Re: Cleanup Technique
* brad.power@gmail.com:
Hi All,
Often in C++ code I find myself having to allocate character arrays to
pass back to callers for error codes, or as topic/data in message
passing/observer type scenarios (When having them on the heap is
necessary to avoid them going out of scope before something else, like
another thread, has had a chance to process them). What I wanted was a
neat way to keep track of these allocations within the class, and
clean them all up nicely, without too much overhead.
What I hit upon is based on the following ideas:
1. std::string is just 'better' than char*, so use it!

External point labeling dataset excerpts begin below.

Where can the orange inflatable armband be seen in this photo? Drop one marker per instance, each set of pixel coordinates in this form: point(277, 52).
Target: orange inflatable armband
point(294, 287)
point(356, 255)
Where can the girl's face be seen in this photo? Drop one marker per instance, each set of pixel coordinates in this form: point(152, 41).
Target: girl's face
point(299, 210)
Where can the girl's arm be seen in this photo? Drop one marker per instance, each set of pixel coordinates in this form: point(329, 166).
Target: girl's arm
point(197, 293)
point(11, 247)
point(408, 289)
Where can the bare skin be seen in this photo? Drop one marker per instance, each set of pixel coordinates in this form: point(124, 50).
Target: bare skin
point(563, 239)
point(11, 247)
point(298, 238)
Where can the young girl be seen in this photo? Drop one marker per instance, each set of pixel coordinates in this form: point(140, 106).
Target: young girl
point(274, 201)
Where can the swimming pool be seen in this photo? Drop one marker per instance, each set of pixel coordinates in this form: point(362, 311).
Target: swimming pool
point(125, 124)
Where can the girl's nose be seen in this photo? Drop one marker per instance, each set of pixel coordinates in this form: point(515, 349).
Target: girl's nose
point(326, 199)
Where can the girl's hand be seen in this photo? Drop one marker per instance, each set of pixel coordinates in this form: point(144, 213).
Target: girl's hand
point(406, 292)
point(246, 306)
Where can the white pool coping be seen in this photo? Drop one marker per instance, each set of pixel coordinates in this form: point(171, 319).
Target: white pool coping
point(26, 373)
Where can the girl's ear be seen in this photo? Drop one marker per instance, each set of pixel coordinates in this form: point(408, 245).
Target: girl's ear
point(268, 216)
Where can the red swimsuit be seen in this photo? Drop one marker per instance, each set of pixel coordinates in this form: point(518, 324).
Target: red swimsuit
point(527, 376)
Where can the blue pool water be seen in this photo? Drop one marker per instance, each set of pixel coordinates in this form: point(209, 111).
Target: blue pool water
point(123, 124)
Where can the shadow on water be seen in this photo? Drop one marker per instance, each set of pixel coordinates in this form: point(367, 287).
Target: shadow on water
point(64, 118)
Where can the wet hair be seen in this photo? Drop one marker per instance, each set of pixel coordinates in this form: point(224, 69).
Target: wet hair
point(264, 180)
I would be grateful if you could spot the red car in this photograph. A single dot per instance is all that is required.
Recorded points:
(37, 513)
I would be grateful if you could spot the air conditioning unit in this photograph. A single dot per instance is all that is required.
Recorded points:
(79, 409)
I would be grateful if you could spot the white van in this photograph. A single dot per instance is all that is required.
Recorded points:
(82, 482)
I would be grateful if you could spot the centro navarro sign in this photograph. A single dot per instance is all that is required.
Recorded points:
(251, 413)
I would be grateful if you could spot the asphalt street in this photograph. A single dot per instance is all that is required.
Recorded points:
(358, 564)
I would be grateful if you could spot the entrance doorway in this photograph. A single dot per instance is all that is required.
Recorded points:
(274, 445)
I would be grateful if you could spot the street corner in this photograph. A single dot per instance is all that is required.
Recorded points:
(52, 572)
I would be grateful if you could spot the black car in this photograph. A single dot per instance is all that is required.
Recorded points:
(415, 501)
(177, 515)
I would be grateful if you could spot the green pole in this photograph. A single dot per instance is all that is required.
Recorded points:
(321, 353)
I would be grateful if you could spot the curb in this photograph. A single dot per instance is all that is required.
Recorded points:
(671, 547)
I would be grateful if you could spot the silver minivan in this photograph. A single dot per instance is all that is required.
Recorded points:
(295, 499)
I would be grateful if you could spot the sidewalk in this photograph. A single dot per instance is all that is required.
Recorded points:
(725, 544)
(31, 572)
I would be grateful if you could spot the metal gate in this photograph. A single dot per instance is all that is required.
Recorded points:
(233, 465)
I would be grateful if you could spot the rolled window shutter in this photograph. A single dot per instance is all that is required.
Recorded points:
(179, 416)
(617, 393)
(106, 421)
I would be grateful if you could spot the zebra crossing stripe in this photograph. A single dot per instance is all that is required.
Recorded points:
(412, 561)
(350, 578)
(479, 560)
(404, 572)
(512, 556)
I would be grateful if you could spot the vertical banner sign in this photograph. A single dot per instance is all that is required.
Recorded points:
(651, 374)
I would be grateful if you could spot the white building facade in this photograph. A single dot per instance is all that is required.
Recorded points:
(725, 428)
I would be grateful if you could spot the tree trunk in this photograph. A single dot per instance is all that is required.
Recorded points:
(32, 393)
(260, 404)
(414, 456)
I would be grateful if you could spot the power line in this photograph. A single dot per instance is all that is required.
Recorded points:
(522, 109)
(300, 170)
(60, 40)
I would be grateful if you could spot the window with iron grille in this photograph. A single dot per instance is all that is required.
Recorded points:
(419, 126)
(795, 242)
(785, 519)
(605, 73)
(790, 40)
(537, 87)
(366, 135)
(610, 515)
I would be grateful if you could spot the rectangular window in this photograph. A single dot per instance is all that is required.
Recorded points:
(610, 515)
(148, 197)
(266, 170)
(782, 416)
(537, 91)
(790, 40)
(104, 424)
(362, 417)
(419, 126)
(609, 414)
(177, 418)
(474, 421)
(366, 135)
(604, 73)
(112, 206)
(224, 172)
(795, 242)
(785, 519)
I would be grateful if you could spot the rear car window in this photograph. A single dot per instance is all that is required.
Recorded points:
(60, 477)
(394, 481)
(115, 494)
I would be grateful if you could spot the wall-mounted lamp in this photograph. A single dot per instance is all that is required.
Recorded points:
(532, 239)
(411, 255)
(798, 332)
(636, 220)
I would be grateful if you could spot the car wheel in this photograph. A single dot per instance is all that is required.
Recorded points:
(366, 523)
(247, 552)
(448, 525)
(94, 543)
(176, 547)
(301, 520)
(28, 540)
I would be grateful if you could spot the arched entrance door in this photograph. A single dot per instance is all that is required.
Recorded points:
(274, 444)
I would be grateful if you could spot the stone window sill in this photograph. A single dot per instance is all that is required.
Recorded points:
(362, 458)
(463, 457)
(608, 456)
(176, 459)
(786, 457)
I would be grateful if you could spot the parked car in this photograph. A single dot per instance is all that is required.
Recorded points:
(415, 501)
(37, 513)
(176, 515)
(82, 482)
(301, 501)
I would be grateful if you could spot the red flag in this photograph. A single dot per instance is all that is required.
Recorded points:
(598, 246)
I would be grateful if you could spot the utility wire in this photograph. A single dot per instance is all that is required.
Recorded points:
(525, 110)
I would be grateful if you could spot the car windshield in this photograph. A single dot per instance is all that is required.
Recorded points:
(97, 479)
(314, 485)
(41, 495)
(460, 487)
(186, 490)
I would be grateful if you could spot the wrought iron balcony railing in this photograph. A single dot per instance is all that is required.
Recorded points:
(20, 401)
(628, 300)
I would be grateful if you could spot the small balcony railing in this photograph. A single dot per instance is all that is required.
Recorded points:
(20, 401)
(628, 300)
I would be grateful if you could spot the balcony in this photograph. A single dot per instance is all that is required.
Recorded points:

2. std::vector, in its destructor, will attempt to destroy each object
within it.
So what I did was to declare a vector of std::strings inside
'SomeClass' - a class which needs to keep track of a lot of strings it
creates during its adventures:
class SomeClass
{
...
private:
std::vector<std::string> m_stringvector;
...
}
OK so far, except missing semicolon.
And then, in the body of some method in SomeClass:
std::string* s1 = new std::string();
std::string* s2 = new std::string();
//do something with s1 and s2 - i.e. set them and pass them back to a
function
//now add them to the class vector to keep track of them:
m_stringvector.push_back(*s1);
m_stringvector.push_back(*s2);
Here you have needless dynamic memory allocation and a memory leak.
s1 and s2 will not be deallocated.
Why don't you declare s1 and s2 directly as sd::string.